Mali : les syndicats de police sur la sellette
Le vendredi 3 septembre 2021, les syndicats de la police nationale ont fait libérer l’ex-commandant de la Force anti-terroriste « Forsat » de la prison centrale de Bamako.
En nombre avec des tirs en air, des centaines de policiers ont convergé vers la Maison centrale d’arrêt de Bamako ce vendredi 3 septembre 2021. Sous pression, le commissionnaire divisionnaire Oumar Samaké, alors encellulé dans l’affaire dite des tueries du 10 au 12 juillet 2020, a été remis en liberté.
La justice au vert
Quelques heures plus tard, depuis « son bureau » le commandant se fait fièrement photographier avec deux de ses hommes armés jusqu’aux dents comme pour envoyer un message. Il n’en fallait pas plus pour que les partisans de ceux, sur qui, le couperet de la justice est tombé depuis quelques semaines jubilent. « La justice ne s’attaque qu’aux faibles ».
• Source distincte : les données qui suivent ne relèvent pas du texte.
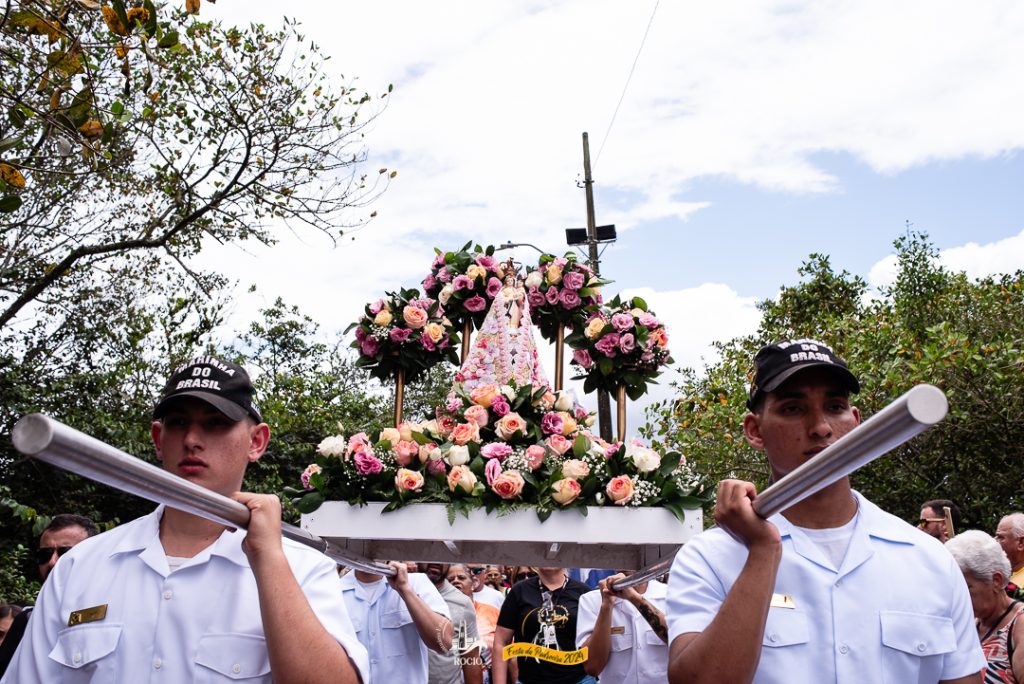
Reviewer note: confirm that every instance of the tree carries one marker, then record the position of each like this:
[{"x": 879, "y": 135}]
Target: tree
[
  {"x": 930, "y": 326},
  {"x": 143, "y": 129}
]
La dernière note trimestrielle sur les tendances des violations et atteintes aux droits de l’homme au Mali de la division des droits de l‘Homme de la Mission multidimensionnelle intégrée des Nations Unies pour la stabilisation au Mali ( Minusma) note que « le Ministre de la Défense et des Anciens combattants a signé plusieurs ordres de poursuite contre des militaires qui auraient été impliqués dans des violations des droits de l’homme ». une autre avancée à mettre au compteur de la lutte contre l’impunité surtout au sein des forces de défense et de sécurité. Alors que la dame justice donne des signaux d’espoirs depuis quelques mois, cette défiance des policiers est une entorse pour la lutte contre l’impunité.
Halte au corporatisme
Le syndicalisme n’est pas le corporatisme. Sous nos cieux, des cas d’inconduites des éléments de la police ne manquent pas et rarement elles ont été sanctionnées.
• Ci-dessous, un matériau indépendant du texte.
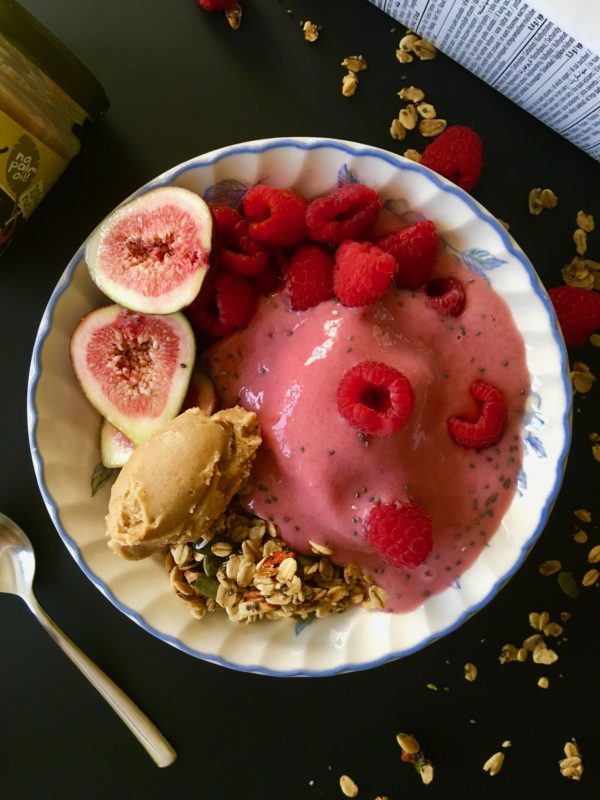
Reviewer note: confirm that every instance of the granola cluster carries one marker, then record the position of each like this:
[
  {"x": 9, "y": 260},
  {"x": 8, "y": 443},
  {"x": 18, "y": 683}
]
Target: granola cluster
[{"x": 247, "y": 570}]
Quelqu’un doit dire aux syndicalistes de la police que la fin de l’impunité passe par une rétribution équitable de la justice. Parlant de l’implication de la Forsat dans la répression des manifestations de juillet 2020 à Bamako, l’ancien ministre de la Sécurité intérieur Salif Traoré avait déclaré dans une interview accordée à Olivier Dubois pour le journal LePoint. « S’ils reçoivent un ordre illégal et l’exécutent, ils sont tenus pour responsable ». Quelqu’un doit rappeler cela aux policiers.
L’impunité de la rue
En novembre 2017, le chroniquer Mohamed Youssouf Bathily « Ras Bath » alors à son apogée avait fait reculer la justice. Reconnu coupable en première instance, il sera par la suite acquitté après l’abandon des poursuites par le ministre public. En mars 2020, des milliers de personnes avaient empêché un juge d’entendre l’imam Mahmoud Dicko.
Le triste spectacle du vendredi 3 septembre 2021 n’est qu’une marche de plus vers la consolidation de la culture de l’impunité de la rue au Mali.
Le pouvoir judiciaire n’est que coquille vide sans l’accompagnement du pouvoir exécutif. Que des policiers, auxiliaires de la justice défient la justice est inadmissible.